Al rullio dei tamburi

Per i borghi di Firenze rullavano i tamburi. Avrebbero dovuto essere rullìi festosi. Ma quelli di un invaso­re, anche se si definisce “ospite e li­beratore”, sono sempre lugubri.

Era il 17 novembre del 1494. Un lunedì. Quei tamburi erano dell’armata di Carlo VIII.

Il Re di Fran­cia stava entrando a Firenze, sotto un baldacchino, dalla Porta di San Frediano, seguito da un gran nu­mero di Baroni e Cavalieri. Era calato in Italia, pur­troppo sollecitato da certi Signori italiani a dispetto di altri. Firenze doveva essere, e fu, una tappa.

“Io non sono qui per conturbare, ma per pacificare” disse il Re ventiquattrenne, vestito a festa con un rassicuran­te mantello di broccato bianco e oro, ma con la lan­cia da conquistatore alla coscia, come ammonimen­to. I fiorentini finsero di credere alle sue parole, ma rimasero vigili. Perciò fino a quando, dieci giorni do­po, quegli “ospiti”, vista la mala parata, non se ne an­darono, accesero al calar del sole tanti ceri per illuminare la notte: ufficialmente in segno di festa, ma nella realtà per evitare insidie.

L’eco di quei rullìi, di quel cadenzare di passi mi­litari, di quelle grida ambiguamente festose, dovette oltrepassare anche i muri del convento di San Marco, e giungere in quella celletta monacale dove stava morendo, a soli trentun anni, il Mirandola, agitato da febbri misteriose che lo avevano assalito tredici gior­ni prima. ( Leggi anche: Giovanni Pico fu avvelenato, ma da chi?).

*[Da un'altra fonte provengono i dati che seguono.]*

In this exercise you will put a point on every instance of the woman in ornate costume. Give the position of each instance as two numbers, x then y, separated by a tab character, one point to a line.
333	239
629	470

Il convento di San Marco era la roccaforte dei do­menicani. Assisteva a quell’agonia, pregando alla sua maniera concitata, Girolamo Savonarola, il frate che con le sue prediche e le sue invettive stava scuoten­do, fino a farlo crollare, il potere dei Medici, e minac­ciava la vendetta di Dio sulla corruzione della Curia romana. Era anche a quel capezzale per l’ultimo salu­to il nipote Alberto Pio, figlio di una sorella, mentre l’altro, il nipote del cuore, Gianfrancesco, giunse troppo tardi per salutarlo.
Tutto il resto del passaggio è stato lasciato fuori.